The World Heritage listed Exhibition Buildings and Carlton Gardens are a magnificent Melbourne asset, but their position on the edge of the CBD, where busy bike routes converge, has been, well, awkward.
For a start they situated plumb in the middle of the Queensberry Street-Gertrude Street connection between the Yarra and the Moonee Ponds Creek, and there has never been a proper connection across the Gardens.
On the west side, the hectic route along Rathdowne Street has its natural space commandeered by car parking.
Across on the other side of the Gardens, bikes and pedestrians are duking it out on the share path along the footpath, a serious niggle for all concerned.

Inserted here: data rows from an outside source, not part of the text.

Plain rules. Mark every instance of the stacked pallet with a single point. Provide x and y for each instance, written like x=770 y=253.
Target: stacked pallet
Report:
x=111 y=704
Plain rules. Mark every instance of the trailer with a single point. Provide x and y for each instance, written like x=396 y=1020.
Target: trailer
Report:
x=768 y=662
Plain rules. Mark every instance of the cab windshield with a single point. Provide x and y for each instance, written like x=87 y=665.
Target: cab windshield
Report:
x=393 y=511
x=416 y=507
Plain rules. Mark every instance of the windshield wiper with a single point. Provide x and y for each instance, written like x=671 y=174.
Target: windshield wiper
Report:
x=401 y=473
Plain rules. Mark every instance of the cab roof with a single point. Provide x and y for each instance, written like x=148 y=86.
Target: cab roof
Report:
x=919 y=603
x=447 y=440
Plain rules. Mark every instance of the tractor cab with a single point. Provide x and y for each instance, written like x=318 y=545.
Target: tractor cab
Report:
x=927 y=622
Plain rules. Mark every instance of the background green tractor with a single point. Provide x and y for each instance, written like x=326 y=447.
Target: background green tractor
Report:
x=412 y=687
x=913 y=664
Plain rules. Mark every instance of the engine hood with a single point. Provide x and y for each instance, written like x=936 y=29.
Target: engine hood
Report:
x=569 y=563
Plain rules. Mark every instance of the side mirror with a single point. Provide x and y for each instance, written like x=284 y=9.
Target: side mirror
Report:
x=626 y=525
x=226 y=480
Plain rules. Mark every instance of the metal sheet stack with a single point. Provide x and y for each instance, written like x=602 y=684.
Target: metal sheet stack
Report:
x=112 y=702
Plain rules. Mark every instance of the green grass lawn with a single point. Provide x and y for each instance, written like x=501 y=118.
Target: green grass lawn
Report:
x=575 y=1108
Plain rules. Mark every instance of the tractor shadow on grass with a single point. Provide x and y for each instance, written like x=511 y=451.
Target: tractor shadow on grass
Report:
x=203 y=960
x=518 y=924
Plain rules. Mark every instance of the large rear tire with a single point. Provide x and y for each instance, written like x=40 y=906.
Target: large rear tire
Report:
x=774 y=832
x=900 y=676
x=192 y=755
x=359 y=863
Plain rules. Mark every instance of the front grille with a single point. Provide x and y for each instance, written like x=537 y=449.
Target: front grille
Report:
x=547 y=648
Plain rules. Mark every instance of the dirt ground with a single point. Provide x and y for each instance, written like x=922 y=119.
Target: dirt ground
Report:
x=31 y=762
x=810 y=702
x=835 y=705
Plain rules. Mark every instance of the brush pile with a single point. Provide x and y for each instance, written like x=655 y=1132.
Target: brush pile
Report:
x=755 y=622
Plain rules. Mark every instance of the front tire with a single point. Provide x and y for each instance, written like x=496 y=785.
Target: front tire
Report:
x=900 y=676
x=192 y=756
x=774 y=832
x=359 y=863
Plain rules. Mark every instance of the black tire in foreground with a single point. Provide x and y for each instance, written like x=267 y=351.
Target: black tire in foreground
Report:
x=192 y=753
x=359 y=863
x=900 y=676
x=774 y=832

And then, at the south end, there is a forlorn section of shared path on the footpath to get bikes from the end of La Trobe Street through to Nicholson Street.
All very messy.
The opportunity to sort this all out has arrived in the form of the review of the Carlton Gardens Master Plan.
As a World Heritage listed site, these reviews are mandatory every seven years, and significantly, the area surrounding the site is also required to be part of the analysis.
This means that the problems that exist on Rathdowne and Nicholson, as well as between Queensberry and Gertrude, can be recognised, and incorporated into future planning.
It is no doubt the case that these problems are on the City of Melbourne’s radar, probably already the subject of conceptual solutions.
It would be great for riders, and all users of the precinct, if this master planning opportunity could tie these elects together and formalise a solution.
And one final thing. There is part of the heritage of this area that has been forgotten, or maybe suppressed — it was once the place for bike racing.
Surely there must be some way that this heritage can be recognised?